With the Emergency — longtime bandmates Dave Marsh and Chris Pennell — Plaskett found another gear: lean, lyrical rock and roll with albums like Down at the Khyber and Truthfully, Truthfully. Then came the bigger swings. Ashtray Rock turned teenage memory and romantic mythology into a full-blown concept album. Scrappy Happiness arrived out of a months-long songwriting challenge. Three and 44 sprawled across multiple records, taking on love, grief, time and the strange business of being alive.

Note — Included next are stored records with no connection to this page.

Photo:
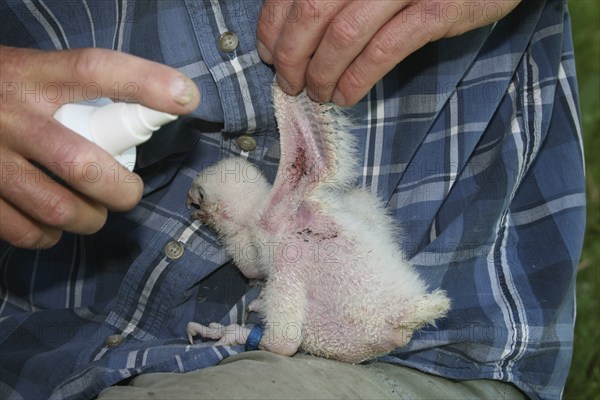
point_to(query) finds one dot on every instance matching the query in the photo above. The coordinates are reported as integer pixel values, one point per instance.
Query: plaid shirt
(474, 143)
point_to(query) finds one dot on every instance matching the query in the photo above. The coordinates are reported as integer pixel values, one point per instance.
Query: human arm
(34, 209)
(340, 49)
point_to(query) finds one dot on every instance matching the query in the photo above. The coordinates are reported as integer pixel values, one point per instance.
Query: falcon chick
(336, 283)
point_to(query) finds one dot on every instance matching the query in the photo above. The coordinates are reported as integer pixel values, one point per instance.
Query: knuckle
(58, 211)
(344, 33)
(87, 63)
(320, 80)
(285, 59)
(381, 51)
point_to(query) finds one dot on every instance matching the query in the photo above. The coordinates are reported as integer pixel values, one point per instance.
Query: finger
(344, 40)
(305, 24)
(89, 73)
(48, 202)
(401, 36)
(82, 165)
(21, 231)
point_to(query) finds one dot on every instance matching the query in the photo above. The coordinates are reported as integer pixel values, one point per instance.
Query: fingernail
(338, 98)
(264, 53)
(286, 86)
(181, 90)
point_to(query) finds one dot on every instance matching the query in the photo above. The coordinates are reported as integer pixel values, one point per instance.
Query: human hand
(34, 207)
(339, 49)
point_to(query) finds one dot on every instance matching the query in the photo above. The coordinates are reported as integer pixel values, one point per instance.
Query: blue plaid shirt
(474, 143)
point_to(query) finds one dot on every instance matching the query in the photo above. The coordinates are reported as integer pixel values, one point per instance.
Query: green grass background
(584, 376)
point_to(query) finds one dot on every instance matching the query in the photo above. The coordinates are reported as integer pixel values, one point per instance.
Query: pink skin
(330, 287)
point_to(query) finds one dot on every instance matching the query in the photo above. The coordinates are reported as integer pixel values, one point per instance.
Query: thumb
(86, 74)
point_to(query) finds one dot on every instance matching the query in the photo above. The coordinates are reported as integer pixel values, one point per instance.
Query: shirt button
(228, 42)
(174, 250)
(246, 142)
(114, 340)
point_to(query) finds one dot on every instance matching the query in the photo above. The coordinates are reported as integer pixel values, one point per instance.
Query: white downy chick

Even when he looks backward, Plaskett tends to find a new angle. Solidarity, his 2017 collaboration with his father Bill Plaskett, nodded toward English folk traditions while keeping one foot planted firmly in Nova Scotia soil. His latest release, the four-song project One Real Reveal, strips things down again, letting the tape catch the human stuff: the room, the breath, the rough edges, the little moments most records try to polish away.
On stage, Plaskett has carried that same elastic energy from packed clubs to festivals, grand old theatres and intimate acoustic rooms. He has played coast to coast and beyond, with the Emergency, solo, and alongside his father. He has headlined Massey Hall, performed at the National Arts Centre backed by the national orchestra, and warmed up massive stages for artists including The Tragically Hip and Paul McCartney.
The awards have followed — JUNO nominations, Polaris recognition, East Coast Music Awards, Music Nova Scotia honours and more — but Plaskett’s real currency has always been connection. His songs feel lived-in. They know the highways, the record shops, the bad decisions, the good friends, the family ghosts and the way a place can shape a voice without ever trapping it.
That place is still central to the story. At 45 Portland Street in Dartmouth, Plaskett runs Fang Recording, the studio where he has made many of his own albums and produced records for artists including Mo Kenney, Steve Poltz, Shotgun Jimmie and Jimmy Rankin. Through the front door are Taz Records, Morley’s Coffee and Friction Books — less a business address than a small ecosystem of music, words, caffeine and community.
Since 2023, Plaskett has also hosted Window Inn Wednesdays there, a monthly no-phones-allowed variety show that feels like a quiet rebellion against the scroll. It is intimate, intentional and stubbornly human — a room where art is allowed to happen at the speed of attention.
Which makes sense. Joel Plaskett has spent a career chasing new sounds without losing the thread of where he came from. He can still rock the rafters. He can still pull a room close. And after all these years, he still sounds like an artist happily reaching for the next real reveal.